Personal information
- Date of birth: 5 January 2005 (age 21)
- Place of birth: Dakar, Senegal
- Height: 1.90 m (6 ft 3 in)
- Position: Centre-back

Team information
- Current team: Celta B
- Number: 22

Youth career
- Gorée

Senior career*
- Years: Team / Apps / (Gls)
- 2022–2025: Gorée
- 2025–: Celta B / 9 / (0)

International career
- 2025–: Senegal A' / 7 / (1)

= Seyni Mbaye Ndiaye =

Senegalese footballer (born 2005)

Seyni Mbaye Ndiaye (born 5 January 2005) is a Senegalese professional footballer who plays as a centre-back for club Celta Fortuna.

==Club career==
Born in Dakar, Mbaye Ndiaye began his career with US Gorée, where he impressed during the 2024–25 Ligue 1 and was named in the Team of the Season. On 1 September 2025, he moved abroad and joined La Liga side Celta de Vigo on a four-year contract, being initially assigned to the reserves in Primera Federación.

==International career==
In July 2025, Mbaye Ndiaye was included in Souleymane Diallo's Senegal A's 25-man squad for the 2024 African Nations Championship.

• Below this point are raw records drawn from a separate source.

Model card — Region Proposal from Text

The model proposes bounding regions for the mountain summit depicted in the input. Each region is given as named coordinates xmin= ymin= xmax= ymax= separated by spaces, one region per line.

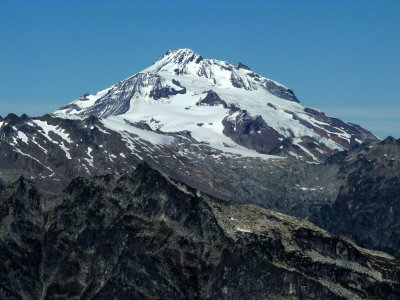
xmin=1 ymin=50 xmax=399 ymax=263
xmin=54 ymin=49 xmax=377 ymax=160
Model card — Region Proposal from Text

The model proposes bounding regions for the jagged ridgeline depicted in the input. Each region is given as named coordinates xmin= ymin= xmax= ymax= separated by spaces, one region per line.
xmin=1 ymin=49 xmax=400 ymax=299
xmin=0 ymin=112 xmax=399 ymax=259
xmin=1 ymin=163 xmax=400 ymax=299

He was an undisputed starter during the competition, playing in all six matches, being named man of the match in the quarter-finals against Uganda and scoring the equalizer in the third place match against Sudan as Senegal went on to finish third.

On 7 September 2025, Mbaye Ndiaye was called up to the full side for a 2026 FIFA World Cup qualifiers match against DR Congo.